You want to be loved in your hometown. Some of my best memories are when I felt appreciated in Chicago. Like when we finally heard our song on the radio in Chicago, that was one of the best feelings ever! Doing the show in Columbus Park one time, when there were 30,000 people out there… When I have gotten love here, I remember it and it stays with me.
We never used to listen to other people and now all of a sudden we started to. That was just a point in time when we had doubt and got lost. It was all, “Nope, not good enough. Nope, we don’t like it – it’s not a hit.”
My first time seeing Ten City live was at the Halloween show at Alhambra Palace last year and I thought it was amazing! How did that event come about?
Me and Herb put up all the money ourselves on that. I just got tired of all these promoters calling me offering me that bucket of chicken and said, “You know what? I’m going to put up the money and do it all myself.” We put up a lot of money believe it or not, with radio ads and paying all the people in the band. I didn’t want to talk about that but, I lost so much money that it was ridiculous. At the end of the day it felt good because that was what Ten City was always supposed to be about. I’ve always wanted to present Ten City like that.
The one thing that everyone says about your music is that it’s timeless. We play your songs now and they don’t feel dated at all – it’s enduring.
I don’t want to be that old artist that’s talking about the new stuff but… some of the things they’re saying on records now! The good thing about some of the older records is that even if they were talking about sex, they used innuendo. Take Prince’s “Little Red Corvette”. He put thought into it. I’m a romantic so to speak, and I believe in love at first sight, being deeply in love with each other. That is who I am. So I write songs like “Devotion”, “That’s the Way Love Is”, “Superficial People” because that’s how I look at life.
With all the blessings you’ve had in your career, do you remember any particular low that was one of the hardest times in your life?

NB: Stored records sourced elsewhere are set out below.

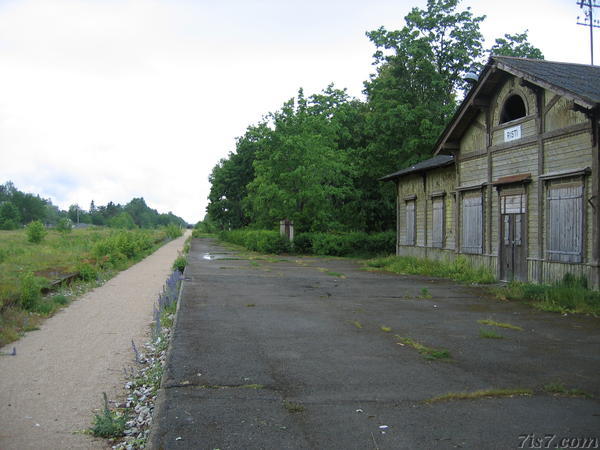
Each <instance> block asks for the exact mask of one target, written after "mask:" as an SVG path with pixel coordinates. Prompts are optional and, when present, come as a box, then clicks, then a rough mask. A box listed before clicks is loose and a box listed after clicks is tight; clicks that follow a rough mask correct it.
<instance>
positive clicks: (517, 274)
mask: <svg viewBox="0 0 600 450" xmlns="http://www.w3.org/2000/svg"><path fill="white" fill-rule="evenodd" d="M500 199H501V204H500V206H501V211H500V224H501V228H500V278H501V279H502V280H505V281H513V280H517V281H527V240H526V229H525V224H526V215H525V195H524V194H517V195H505V196H502V197H500Z"/></svg>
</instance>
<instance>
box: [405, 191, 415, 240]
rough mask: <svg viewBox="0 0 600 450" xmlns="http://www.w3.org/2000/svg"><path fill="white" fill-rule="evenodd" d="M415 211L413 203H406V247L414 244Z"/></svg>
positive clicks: (410, 202)
mask: <svg viewBox="0 0 600 450" xmlns="http://www.w3.org/2000/svg"><path fill="white" fill-rule="evenodd" d="M415 218H416V211H415V201H414V200H409V201H407V202H406V242H405V244H406V245H415V243H416V234H417V233H416V221H415Z"/></svg>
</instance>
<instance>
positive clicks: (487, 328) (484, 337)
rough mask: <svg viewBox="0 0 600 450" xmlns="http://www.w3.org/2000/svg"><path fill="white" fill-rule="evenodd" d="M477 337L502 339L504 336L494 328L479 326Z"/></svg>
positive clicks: (502, 338) (490, 338)
mask: <svg viewBox="0 0 600 450" xmlns="http://www.w3.org/2000/svg"><path fill="white" fill-rule="evenodd" d="M479 337H482V338H484V339H504V336H502V335H501V334H499V333H496V332H495V331H494V330H491V329H489V328H480V329H479Z"/></svg>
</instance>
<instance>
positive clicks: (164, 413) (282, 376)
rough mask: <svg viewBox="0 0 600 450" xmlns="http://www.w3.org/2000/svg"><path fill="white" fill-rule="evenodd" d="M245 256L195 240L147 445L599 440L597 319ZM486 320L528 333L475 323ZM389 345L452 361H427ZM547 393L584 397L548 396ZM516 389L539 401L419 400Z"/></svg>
mask: <svg viewBox="0 0 600 450" xmlns="http://www.w3.org/2000/svg"><path fill="white" fill-rule="evenodd" d="M254 258H255V259H252V257H249V256H248V255H247V254H245V253H240V252H236V251H233V250H228V249H227V248H224V247H222V246H219V245H217V244H216V243H215V242H214V241H213V240H211V239H195V240H193V243H192V250H191V251H190V254H189V257H188V266H187V267H186V272H185V281H184V285H183V291H182V294H181V302H180V305H179V309H178V313H177V319H176V325H175V329H174V334H173V340H172V342H171V348H170V351H169V356H168V359H167V365H166V368H165V375H164V377H163V386H162V389H161V391H160V395H159V401H158V404H157V409H156V411H155V416H154V427H153V430H152V434H151V441H150V447H151V448H156V449H158V448H165V449H171V448H174V449H177V448H182V449H183V448H186V449H187V448H190V449H221V450H223V449H370V448H372V449H404V448H406V449H421V448H423V449H428V448H490V449H494V448H498V449H505V448H517V447H519V445H523V447H522V448H530V447H528V445H529V444H530V443H533V442H534V440H535V439H538V438H544V436H546V435H551V436H552V435H553V436H556V437H555V438H554V440H553V441H552V445H554V444H555V443H559V439H560V438H563V437H572V438H578V437H581V438H584V437H592V438H599V437H600V432H599V431H598V430H600V402H599V401H598V398H599V397H600V383H599V381H600V378H599V375H598V374H599V373H600V320H599V319H596V318H590V317H575V316H567V317H564V316H561V315H558V314H552V313H544V312H540V311H536V310H533V309H531V308H530V307H528V306H526V305H523V304H519V303H517V302H503V301H499V300H496V299H493V298H491V297H488V296H486V294H485V292H484V291H483V290H482V289H479V288H474V287H467V286H460V285H457V284H454V283H452V282H449V281H446V280H439V279H430V278H427V277H415V276H398V275H391V274H386V273H376V272H368V271H366V270H363V269H362V268H361V265H360V264H359V262H357V261H355V260H350V259H338V258H316V257H314V258H313V257H297V256H284V257H268V258H264V259H260V257H259V258H256V257H254ZM424 289H425V290H424ZM429 297H430V298H429ZM488 318H491V319H493V320H495V321H498V322H507V323H510V324H512V325H516V326H520V327H522V328H523V330H522V331H519V330H511V329H505V328H497V327H485V326H482V325H481V324H479V323H478V322H477V321H478V320H482V319H488ZM382 327H383V328H382ZM480 328H489V329H493V331H495V332H496V333H498V334H500V335H501V336H502V337H503V339H484V338H482V337H481V336H480V334H479V333H480ZM388 329H389V331H386V330H388ZM399 337H410V338H411V339H413V340H414V341H416V342H419V343H422V344H423V345H426V346H429V347H433V348H438V349H439V348H443V349H447V350H448V351H449V352H450V355H451V358H449V359H440V360H427V359H425V358H424V357H423V355H421V354H419V353H418V352H417V351H416V350H415V349H413V348H411V347H410V346H408V345H402V343H401V342H400V339H399ZM551 383H554V384H561V385H563V386H565V387H566V388H568V389H580V390H582V391H584V392H586V393H587V394H589V396H592V398H589V397H584V396H565V395H563V396H561V395H553V394H550V393H548V392H546V391H545V389H544V386H547V385H548V384H551ZM515 388H527V389H531V390H532V391H533V394H532V395H529V396H512V397H502V398H488V397H484V398H479V399H476V400H454V401H447V402H437V403H426V400H428V399H431V398H433V397H435V396H439V395H444V394H448V393H452V392H473V391H477V390H483V389H515Z"/></svg>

Well, one of the lowest times was after our first album. At first, they gave us a budget and let us do whatever we wanted to. We turned in about 20 songs. And they only accepted two of them, and that was very frustrating. I remember breaking down crying.
That really was a big change because I started questioning myself. We never used to listen to other people and now all of a sudden we started to. “Maybe we need to sound like this person…” That was just a point in time when we had doubt and got lost. It was all, “Nope, not good enough. Nope, we don’t like it – it’s not a hit.”
Have you ever been to the Chosen Few Picnic?
It’s funny because I was out there last year. Don’t get me wrong, Rochelle Fleming is one of my favorite artists, the First Choice songs were my favorite songs. But when she was on stage last year I was like “Wow… we’re right here from Chicago, and these guys are my friends… How come they’ve never asked us to be down here?” and I really wanted to do the picnic so bad seeing all those people. But things have a way of working themselves out and Wayne and Terry showed up to the Halloween show and the rest is history.
I am so excited about doing the Chosen Few Picnic this year. I just cannot wait for it to get here. We’ve put a lot of work into it. And I humbly say that I don’t think that there’s a musical group that was an ambassador for House Music more than Ten City.
Byron Stingily is releasing “Father” on Omni Music with remixes by Terry Hunter, Mike Dunn, Garphie and Kenny Dope. Ten City is tentatively scheduled to do several dates in South Africa in October.